Мне захотелось припугнуть этого лжеца и нарушителя.
— Где работаете? — спросил я строго.
— А в совхозе, — сказал человек тем же вкрадчиво-успокаивающим, противным голосом. — В совхозе имени товарища Буденного, где ж еще?
— Вам придется пойти со мной.
Он задумчиво поглядел на меня.
— Знаете, я лучше туда пойду. — Он ткнул большим пальцем через плечо. — Я правда лучше туда пойду. А вы ступайте себе потихоньку, куда вам надоть.
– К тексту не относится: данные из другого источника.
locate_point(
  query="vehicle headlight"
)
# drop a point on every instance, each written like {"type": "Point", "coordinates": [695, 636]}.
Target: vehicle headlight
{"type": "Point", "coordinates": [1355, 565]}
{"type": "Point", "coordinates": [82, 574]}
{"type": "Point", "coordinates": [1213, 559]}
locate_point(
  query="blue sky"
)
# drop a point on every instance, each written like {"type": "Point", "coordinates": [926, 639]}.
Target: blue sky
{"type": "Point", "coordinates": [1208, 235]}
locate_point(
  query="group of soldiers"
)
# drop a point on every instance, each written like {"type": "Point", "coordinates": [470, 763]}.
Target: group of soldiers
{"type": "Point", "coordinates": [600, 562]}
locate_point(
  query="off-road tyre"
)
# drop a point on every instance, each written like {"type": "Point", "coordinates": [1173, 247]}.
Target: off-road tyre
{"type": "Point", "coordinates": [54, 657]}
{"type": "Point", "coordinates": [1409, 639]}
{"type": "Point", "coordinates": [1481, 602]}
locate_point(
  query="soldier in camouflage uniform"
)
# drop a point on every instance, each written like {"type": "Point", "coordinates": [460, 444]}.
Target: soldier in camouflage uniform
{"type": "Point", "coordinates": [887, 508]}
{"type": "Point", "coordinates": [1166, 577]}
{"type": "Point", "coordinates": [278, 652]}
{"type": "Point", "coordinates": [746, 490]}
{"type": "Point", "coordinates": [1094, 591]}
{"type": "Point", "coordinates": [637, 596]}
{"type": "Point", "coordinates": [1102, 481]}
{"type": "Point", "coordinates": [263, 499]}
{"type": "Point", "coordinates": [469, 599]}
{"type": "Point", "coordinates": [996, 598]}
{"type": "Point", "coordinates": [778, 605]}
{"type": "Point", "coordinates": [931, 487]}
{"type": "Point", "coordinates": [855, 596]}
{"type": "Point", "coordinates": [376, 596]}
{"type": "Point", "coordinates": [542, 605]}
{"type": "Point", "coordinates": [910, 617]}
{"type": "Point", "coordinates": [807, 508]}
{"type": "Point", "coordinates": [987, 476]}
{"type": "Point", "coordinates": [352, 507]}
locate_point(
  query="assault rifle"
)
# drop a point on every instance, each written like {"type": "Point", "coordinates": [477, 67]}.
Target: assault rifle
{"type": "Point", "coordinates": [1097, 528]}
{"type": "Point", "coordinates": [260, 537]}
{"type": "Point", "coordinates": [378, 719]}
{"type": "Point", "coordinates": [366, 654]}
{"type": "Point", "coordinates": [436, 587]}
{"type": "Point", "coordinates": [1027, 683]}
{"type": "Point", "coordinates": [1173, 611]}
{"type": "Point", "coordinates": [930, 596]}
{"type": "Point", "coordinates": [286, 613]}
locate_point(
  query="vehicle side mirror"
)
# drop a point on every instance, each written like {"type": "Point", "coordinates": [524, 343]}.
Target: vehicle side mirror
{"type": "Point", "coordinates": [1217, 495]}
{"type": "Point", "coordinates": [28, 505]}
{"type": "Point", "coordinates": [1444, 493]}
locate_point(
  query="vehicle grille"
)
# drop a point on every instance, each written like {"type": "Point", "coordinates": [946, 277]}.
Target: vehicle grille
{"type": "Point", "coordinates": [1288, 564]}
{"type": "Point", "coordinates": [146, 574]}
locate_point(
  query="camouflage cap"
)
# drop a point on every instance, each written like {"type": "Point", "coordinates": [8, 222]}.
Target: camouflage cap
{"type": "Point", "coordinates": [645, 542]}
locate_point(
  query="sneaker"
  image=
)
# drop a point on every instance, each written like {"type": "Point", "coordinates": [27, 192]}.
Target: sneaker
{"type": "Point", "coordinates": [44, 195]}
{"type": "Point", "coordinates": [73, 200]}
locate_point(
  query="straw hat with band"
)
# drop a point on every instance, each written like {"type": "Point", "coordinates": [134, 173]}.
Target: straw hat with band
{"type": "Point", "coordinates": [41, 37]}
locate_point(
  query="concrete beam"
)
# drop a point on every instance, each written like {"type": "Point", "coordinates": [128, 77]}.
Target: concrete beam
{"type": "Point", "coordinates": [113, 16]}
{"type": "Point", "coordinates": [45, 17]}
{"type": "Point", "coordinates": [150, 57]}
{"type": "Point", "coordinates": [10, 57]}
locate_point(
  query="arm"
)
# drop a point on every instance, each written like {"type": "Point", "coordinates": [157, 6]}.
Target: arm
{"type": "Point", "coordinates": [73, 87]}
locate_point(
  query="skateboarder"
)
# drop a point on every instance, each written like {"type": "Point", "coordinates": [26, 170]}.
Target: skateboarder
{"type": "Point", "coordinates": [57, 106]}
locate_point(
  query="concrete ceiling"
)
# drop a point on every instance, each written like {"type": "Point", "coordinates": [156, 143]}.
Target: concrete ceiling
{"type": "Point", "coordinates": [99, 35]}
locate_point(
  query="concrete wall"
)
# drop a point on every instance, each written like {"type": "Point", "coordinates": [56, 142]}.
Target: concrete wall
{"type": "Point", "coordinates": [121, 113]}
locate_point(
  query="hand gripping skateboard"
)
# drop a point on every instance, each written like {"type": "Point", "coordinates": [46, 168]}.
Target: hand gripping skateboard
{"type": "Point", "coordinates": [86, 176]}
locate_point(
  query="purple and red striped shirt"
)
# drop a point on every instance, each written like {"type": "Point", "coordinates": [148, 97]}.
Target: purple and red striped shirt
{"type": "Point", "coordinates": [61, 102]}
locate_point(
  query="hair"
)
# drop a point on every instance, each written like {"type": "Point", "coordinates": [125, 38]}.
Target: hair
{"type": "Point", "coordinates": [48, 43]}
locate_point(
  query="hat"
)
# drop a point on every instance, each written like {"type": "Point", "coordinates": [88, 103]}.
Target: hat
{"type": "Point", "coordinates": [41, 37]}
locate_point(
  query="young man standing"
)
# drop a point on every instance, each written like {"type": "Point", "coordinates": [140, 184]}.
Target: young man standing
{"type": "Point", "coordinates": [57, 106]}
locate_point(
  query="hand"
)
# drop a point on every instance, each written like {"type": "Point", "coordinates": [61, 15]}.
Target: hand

Когда он произнес это нарочитое «надоть», взгляд его как-то дурно заволокся. Я вспомнил, что за браконьерство полагается немалый штраф — тридцать рублей, — и мне стало не по себе. В руках у этого мучного, благообразного человека в сильно пахнущем резиной плаще было ружье, а дорога — пустынна. Не следовало заблуждаться насчет ценности своей жизни в чужих глазах…
Тут поблизости послышался шум мотора. Я оглянулся: ныряя тупым рылом в колдобины, к нам приближался вездеход охотничьей базы. На радости я хотел было отпустить браконьера подобру-поздорову, но он уже не нуждался в моем снисхождении. Поддерживая рукой толстое брюхо, двустволка на плече, он мчался крупной рысью через дорогу к оврагу, высоко вскидывая колени. За ним, очень похоже, с недетской тяжельцей, трусил его мальчонка. Солидный, толстый, знающий себе цену человек позорно удирал на глазах собственного сына от опасности, отнюдь не смертельной. Мне стало жаль мальчонку, хотя, верно, он увидит в поведении отца не трусливую низость, а находчивость и ловкость…
Оказалось, сегодня второй день пасхи, и шофер спешил в Тюревище за «горючим». Однако он твердо обещал мне, что сперва вытащит из лужи моего приятеля, а уж затем займется добыванием самогона.
Слово свое он сдержал: когда я приближался к охотничьему домику, мимо меня промчалась наша забрызганная грязью машина…
Как свежеет и хорошеет все вокруг, когда прогоняют руководящего дурака! Сам воздух становится иным. Не знай я из письма Анатолия Ивановича, что Буренкова выгнали, я и так понял бы это мгновенно. И не потому, что у причала вместо сонно-хмельных образин буренковских обормотов, набранных из беглых колхозников, мне виделись славные, серьезные лица подсвятьинских егерей, не потому, что исчезли орудовские знаки, осквернявшие лес, и батарея уборных на береговой круче, осквернявшая озеро, а по спокойствию и умной тишине, разлитым над базой. Буренков был громогласен, настырен, суетлив, хотя и любил иной раз покрасоваться в истуканьей позе, с рукой, сунутой за борт ватника, с взглядом победителя, устремленным в сторону Шигары. Он держал людей в вечном напряжении, все служащие — от кухонной судомойки до охотоведа — сбивались с ног, выполняя его противоречивые указания, но вся эта суматоха не рождала пользы: лодок, чучел и подсадных постоянно не хватало, егерей было не доискаться, приезжие охотники толпой маялись на сходнях, даром теряя драгоценный зоревой час.